이상에서 살펴본 본 발명은 도면에 도시된 실시예들을 참고로 하여 설명하였으나 이는 예시적인 것에 불과하며 당해 분야에서 통상의 지식을 가진 자라면 이로부터 다양한 변형 및 실시예의 변형이 가능하다는 점을 이해할 것이다. 그러나, 이와 같은 변형은 본 발명의 기술적 보호범위 내에 있다고 보아야 한다. 따라서, 본 발명의 진정한 기술적 보호범위는 첨부된 특허청구범위의 기술적 사상에 의해서 정해져야 할 것이다.While the invention has been shown and described with reference to certain embodiments thereof, it will be understood by those skilled in the art that various changes and modifications may be made therein without departing from the spirit and scope of the invention as defined by the appended claims. However, it should be understood that such modifications are within the technical scope of the present invention. Accordingly, the true scope of the present invention should be determined by the technical idea of the appended claims.

Claims

A NoSQL based database configured to store input data having one or more fields and contents corresponding to each of the one or more fields;
A map module configured to generate parsed data by extracting contents of a predetermined field from the input data, and generate first output data that is filtered based on a predetermined rule; And
A redistribution module configured to receive the first output data from the map module and to combine the first output data with the contents of the predetermined field to generate second output data,
Wherein the database is a MongoDB (DB).

The method according to claim 1,
Wherein the input data is log data,
Wherein the one or more fields comprise at least one of a date and time, a source IP, a destination IP, a destination port, a protocol and an action code.

3. The method of claim 2,
The predetermined rule includes an attack detection rule based on at least one of a date and time, a source IP, a destination IP, a destination port, a protocol, and an action code,
Wherein the first output data includes data determined as an attack by the attack detection rule among the parsed data.

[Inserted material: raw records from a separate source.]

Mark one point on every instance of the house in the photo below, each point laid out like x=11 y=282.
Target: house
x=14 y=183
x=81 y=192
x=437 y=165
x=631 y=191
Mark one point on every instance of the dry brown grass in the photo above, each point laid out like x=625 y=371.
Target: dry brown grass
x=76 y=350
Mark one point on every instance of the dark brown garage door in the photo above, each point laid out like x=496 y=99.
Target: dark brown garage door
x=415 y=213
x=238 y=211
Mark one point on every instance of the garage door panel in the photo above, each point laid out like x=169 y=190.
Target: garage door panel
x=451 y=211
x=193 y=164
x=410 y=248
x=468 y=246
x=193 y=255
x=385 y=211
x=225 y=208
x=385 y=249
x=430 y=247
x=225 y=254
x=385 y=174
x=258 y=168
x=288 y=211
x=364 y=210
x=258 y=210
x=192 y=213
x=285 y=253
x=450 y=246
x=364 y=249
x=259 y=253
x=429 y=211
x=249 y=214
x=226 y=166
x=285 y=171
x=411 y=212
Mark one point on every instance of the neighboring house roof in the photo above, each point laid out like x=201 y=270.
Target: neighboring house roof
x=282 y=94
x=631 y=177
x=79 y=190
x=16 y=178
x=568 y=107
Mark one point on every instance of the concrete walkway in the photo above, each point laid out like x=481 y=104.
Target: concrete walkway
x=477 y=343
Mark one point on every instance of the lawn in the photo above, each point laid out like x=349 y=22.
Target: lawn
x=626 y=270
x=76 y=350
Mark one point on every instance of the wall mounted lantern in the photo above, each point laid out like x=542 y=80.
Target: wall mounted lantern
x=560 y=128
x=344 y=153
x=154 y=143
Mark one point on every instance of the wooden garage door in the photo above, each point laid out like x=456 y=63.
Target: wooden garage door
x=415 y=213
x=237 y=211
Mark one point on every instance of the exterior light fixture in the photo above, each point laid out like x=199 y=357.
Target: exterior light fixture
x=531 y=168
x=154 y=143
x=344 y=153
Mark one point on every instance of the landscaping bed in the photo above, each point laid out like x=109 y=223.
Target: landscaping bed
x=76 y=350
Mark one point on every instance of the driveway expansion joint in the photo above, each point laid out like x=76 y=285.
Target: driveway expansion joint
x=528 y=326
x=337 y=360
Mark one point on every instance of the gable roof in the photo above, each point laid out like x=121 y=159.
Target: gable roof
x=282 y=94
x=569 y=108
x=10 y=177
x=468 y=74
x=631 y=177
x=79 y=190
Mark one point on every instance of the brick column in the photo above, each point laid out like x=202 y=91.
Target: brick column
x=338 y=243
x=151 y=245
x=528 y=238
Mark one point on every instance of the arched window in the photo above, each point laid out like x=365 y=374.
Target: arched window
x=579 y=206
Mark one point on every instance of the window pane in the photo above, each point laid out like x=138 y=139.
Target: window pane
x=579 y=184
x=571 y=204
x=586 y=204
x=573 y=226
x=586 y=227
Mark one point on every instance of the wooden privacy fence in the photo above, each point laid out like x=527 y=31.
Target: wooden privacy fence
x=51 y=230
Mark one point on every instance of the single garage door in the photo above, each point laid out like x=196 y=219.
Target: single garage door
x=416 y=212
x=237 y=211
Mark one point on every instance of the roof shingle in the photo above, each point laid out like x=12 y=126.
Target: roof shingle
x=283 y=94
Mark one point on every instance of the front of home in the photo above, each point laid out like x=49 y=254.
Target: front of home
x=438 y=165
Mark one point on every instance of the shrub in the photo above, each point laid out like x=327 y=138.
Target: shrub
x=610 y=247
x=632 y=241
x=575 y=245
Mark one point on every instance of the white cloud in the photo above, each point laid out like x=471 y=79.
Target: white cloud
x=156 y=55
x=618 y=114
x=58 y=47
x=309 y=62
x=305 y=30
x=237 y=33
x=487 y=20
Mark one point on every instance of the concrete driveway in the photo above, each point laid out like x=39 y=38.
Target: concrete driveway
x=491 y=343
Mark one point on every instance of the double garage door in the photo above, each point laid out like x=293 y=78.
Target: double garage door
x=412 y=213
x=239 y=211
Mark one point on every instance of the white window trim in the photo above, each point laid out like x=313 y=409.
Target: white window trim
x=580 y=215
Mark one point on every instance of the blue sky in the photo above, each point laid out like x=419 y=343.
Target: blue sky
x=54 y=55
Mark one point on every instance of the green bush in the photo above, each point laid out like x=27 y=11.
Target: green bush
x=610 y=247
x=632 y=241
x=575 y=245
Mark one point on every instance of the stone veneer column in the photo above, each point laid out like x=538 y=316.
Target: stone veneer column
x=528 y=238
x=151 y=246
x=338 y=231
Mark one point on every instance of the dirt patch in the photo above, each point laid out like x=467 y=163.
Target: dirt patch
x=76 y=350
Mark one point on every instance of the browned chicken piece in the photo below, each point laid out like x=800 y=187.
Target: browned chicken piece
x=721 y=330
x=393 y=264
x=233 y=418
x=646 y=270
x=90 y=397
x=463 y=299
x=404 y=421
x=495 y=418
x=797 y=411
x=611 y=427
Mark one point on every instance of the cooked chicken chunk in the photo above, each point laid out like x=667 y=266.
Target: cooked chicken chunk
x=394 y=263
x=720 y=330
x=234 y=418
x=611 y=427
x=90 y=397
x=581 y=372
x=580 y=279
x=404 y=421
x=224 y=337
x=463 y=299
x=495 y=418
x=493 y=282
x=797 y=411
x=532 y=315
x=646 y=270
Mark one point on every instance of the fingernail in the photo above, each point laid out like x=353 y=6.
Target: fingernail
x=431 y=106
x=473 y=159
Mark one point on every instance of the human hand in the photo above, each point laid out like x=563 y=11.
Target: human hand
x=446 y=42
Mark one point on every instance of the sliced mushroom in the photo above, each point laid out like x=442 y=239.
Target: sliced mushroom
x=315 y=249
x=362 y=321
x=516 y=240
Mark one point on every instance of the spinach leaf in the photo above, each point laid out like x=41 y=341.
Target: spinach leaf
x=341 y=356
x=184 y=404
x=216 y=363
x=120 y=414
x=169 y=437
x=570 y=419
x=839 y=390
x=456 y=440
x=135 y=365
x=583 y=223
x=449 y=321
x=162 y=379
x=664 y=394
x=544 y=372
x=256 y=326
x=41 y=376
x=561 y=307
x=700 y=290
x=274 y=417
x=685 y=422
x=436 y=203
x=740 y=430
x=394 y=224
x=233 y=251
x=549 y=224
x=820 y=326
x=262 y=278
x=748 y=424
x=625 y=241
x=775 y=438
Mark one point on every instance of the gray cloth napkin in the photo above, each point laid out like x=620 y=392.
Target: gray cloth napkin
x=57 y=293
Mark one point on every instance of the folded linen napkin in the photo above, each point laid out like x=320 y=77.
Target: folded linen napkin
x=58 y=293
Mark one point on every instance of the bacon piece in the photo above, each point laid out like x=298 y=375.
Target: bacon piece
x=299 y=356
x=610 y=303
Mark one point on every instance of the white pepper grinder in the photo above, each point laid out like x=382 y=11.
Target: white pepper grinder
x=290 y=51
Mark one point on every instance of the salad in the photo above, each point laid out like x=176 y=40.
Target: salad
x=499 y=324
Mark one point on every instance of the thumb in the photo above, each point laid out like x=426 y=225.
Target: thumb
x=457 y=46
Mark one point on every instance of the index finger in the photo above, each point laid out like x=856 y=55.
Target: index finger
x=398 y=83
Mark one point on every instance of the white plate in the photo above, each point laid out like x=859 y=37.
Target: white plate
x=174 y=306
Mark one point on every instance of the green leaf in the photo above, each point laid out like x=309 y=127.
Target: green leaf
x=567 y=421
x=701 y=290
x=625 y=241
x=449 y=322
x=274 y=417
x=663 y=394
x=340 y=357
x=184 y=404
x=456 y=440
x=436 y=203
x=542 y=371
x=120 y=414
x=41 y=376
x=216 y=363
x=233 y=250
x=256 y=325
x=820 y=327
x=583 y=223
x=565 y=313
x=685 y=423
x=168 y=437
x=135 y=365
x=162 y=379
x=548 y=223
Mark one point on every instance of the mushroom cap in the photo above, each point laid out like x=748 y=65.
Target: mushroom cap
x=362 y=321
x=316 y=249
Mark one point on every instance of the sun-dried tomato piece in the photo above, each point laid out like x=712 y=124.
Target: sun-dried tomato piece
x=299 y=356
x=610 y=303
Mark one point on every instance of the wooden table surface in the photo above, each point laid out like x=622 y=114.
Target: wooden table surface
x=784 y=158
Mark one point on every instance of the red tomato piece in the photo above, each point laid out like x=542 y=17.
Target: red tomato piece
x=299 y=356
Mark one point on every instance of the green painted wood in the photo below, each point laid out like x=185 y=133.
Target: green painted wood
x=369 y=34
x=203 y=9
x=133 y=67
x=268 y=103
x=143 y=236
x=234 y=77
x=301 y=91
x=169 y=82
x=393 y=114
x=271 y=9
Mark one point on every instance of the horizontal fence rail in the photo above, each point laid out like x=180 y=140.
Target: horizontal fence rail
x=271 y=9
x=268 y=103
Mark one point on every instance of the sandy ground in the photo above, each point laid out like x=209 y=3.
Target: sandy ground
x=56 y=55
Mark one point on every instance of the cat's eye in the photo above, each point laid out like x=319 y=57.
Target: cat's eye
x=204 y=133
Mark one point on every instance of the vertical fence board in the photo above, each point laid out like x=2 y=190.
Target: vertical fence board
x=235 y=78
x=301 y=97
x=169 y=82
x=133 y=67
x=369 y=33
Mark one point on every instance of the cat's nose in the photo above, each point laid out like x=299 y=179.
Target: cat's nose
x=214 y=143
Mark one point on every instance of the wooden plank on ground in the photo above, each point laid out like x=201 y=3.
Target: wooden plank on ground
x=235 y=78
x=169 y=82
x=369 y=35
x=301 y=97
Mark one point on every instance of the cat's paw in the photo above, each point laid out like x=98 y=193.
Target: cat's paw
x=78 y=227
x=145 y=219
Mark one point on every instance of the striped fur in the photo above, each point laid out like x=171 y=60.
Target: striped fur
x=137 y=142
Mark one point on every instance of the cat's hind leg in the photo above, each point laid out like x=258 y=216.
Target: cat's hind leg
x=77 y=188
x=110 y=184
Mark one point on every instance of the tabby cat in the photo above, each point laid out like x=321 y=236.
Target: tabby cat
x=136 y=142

The method according to claim 1,
Wherein the second output data includes a number of data in which the content of the predetermined field is the same in the first output data.

delete

Storing, in a NoSQL-based database, input data having one or more fields and values corresponding to each of the one or more fields;
Extracting contents of a predetermined field from the input data to generate parsed data;
The data analysis apparatus comprising: filtering the parsed data based on contents of the predetermined field to generate first output data;
The data analysis apparatus comprising: merging the first output data based on the contents of the predetermined field to generate second output data; And
And the data analysis apparatus outputting the second output data,
Wherein the database is a MongoDB database.

The method according to claim 6,
Wherein the input data is log data,
Wherein the one or more fields comprise at least one of a date and time, a source IP, a destination IP, a destination port, a protocol and an action code.

8. The method of claim 7,
The predetermined rule includes an attack detection rule based on at least one of a date and time, a source IP, a destination IP, a destination port, a protocol, and an action code,
Wherein the first output data includes data determined to be attacked by the attack detection rule among the parsed data.

The method according to claim 6,
Wherein the second output data includes a number of data in which the content of the predetermined field is the same in the first output data.

delete

By being executed by a computer,
Storing, in a NoSQL-based database, input data having one or more fields and values corresponding to each of the one or more fields;
Extracting contents of a predetermined field from the input data to generate parsed data;
Filtering the parsed data based on the content of the predetermined field to generate first output data;
Merging the first output data based on the contents of the predetermined field to generate second output data; And
And outputting the second output data, wherein instructions for performing a data analysis method are stored,
Wherein the database is a MongoDB (DB).